The timetable database contains the following tables:

- ut_staff

id | name
---|-----
co.ACg | Cumming, Andrew
co.ACr | Crerar, Dr Alison
co.AFA | Armitage, Dr Alistair
 | ... Result truncated.

The staff table simply gives the unique identifier for each member of staff together with their full name.

- ut_student

id | name | sze | parent
---|------|----:|----------
co1.BAe | BAe | 15 | 
co1.CO | Computing 1st Year | 150 | 
co1.CO.a | Computing 1st Year a | 20 | co1.CO
co1.CO.c | Computing 1st Year c | 20 | co1.CO
co1.CO.d | Computing 1st Year d | 20 | co1.CO
 | | | ... Result truncated.

Each entry in the student table represents a group of students who follow the same timetable. The parent field is used to maintain a hierachy of groups. A student in group co1.CO.a is also in group co1.CO

- ut_room

id | name | capacity | parent
---|------|---------:|---------
co.117+118 |  | 32 | 
co.117 |  | 16 | co.117+118
co.118 |  | 16 | co.117+118
co.B7 |  | 40 | 
 | | | ... result truncated

All classrooms are listed in the room table. The parent relation is used to maintain groupings. The row co.117+118 represents a pair of rooms - sometimes these rooms are used for a single event.

- ut_event

id | modle | kind | dow | tod | duration | room
---|-------|------|-----|-----|---------:|----------
co12004.L01 | co12004 | L | Wednesday | 11:00 | 1 | cr.SMH
co12004.L02 | co12004 | L | Monday | 17:00 | 1 | cr.B13
co12004.T01 | co12004 | T | Monday | 11:00 | 2 | co.G78+G82
co12004.T02 | co12004 | T | Tuesday | 15:00 | 2 | co.B7
co12004.T03 | co12004 | T | Tuesday | 13:00 | 2 | co.G78+G82
 | | | | | | ... Result truncated.

Every event is associated with a single modle (deliberately mis-spelled version of module - which is a reserved word in one of engines).
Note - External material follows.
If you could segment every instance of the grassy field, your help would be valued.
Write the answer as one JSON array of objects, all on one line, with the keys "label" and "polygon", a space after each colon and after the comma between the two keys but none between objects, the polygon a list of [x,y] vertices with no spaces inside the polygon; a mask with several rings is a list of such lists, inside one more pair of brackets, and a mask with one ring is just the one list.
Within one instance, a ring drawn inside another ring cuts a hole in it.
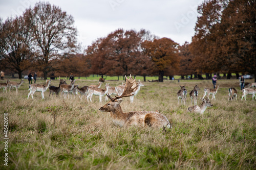
[{"label": "grassy field", "polygon": [[[97,80],[77,80],[75,84],[96,85]],[[112,86],[121,83],[106,82]],[[129,98],[123,99],[124,112],[157,110],[172,119],[173,128],[166,132],[115,125],[109,113],[99,110],[106,103],[104,98],[99,103],[96,96],[92,103],[77,96],[61,100],[55,95],[49,98],[48,89],[45,100],[39,92],[34,100],[31,96],[28,100],[27,83],[20,87],[17,95],[15,89],[10,93],[9,89],[7,93],[0,91],[0,130],[4,132],[7,112],[9,138],[6,166],[3,132],[0,136],[1,169],[256,168],[256,101],[251,95],[246,101],[241,101],[237,80],[218,81],[214,106],[202,115],[186,112],[191,106],[189,96],[186,105],[178,105],[177,92],[180,85],[185,85],[189,93],[198,84],[202,97],[204,88],[212,88],[211,80],[147,82],[133,104]],[[51,85],[57,86],[58,81]],[[238,90],[237,101],[227,101],[230,87]]]}]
An event occurs on a particular day of the week (dow) at a particular time of day (tod). Every event has a duration specified as a whole number of hours.

- ut_attends

student | event
--------|------
co1.BAe | co12004.L01
co1.CO | co12004.L01
co1.IS | co12004.L01
co1.SE.pt | co12004.L02
co1.CO.a | co12004.T01
 | ... Result truncated.

The attends table links event to student. It realises the many to many relation.

- ut_teaches

staff | event
------|----------
co.AMn | co12004.L01
co.RK | co12004.L01
co.SRM | co12004.L01
co.RK | co12004.L02
co.SRM | co12004.L02
 | ... Result truncated.

The teaches table links event to staff.

- ut_occurs

event | week
------|-------:
co12004.L01 | 01
co12004.L01 | 02
co12004.L01 | 03
co12004.L01 | 04
co12004.L01 | 05
 | ... Result truncated.

Most events occur on weeks 01 to 13. This table records exactly which weeks are part of the plan for each event.

- ut_modle

id | name
---|---------
co12001 | Rapid Application Development
co12002 | Software Development 1A
co12003 | Professional Skills
co12004 | Applications Workshop
 | ... Result truncated.

By the 21st century, the Gradgrindians had completed their assimilation of Education. The process of "modularisation" was just one of their crimes against learning.

- ut_week

id | wkstart
--:|-------:
01 | 02/10/00
02 | 09/10/00
03 | 16/10/00
 | ...Result truncated


In [1]:
import findspark
import pandas as pd
findspark.init()

SVR = '192.168.31.31'
from pyspark.sql import SparkSession
from pyspark.sql.functions import *
from pyspark.sql import Window

sc = (SparkSession.builder.appName('app15-1') 
      .master(f'spark://{SVR}:7077') 
      .config('spark.sql.warehouse.dir', f'hdfs://{SVR}:9000/user/hive/warehouse') 
      .config('spark.cores.max', '4') 
      .config('spark.executor.instances', '1') 
      .config('spark.executor.cores', '2') 
      .config('spark.executor.memory', '10g') 
      .enableHiveSupport().getOrCreate())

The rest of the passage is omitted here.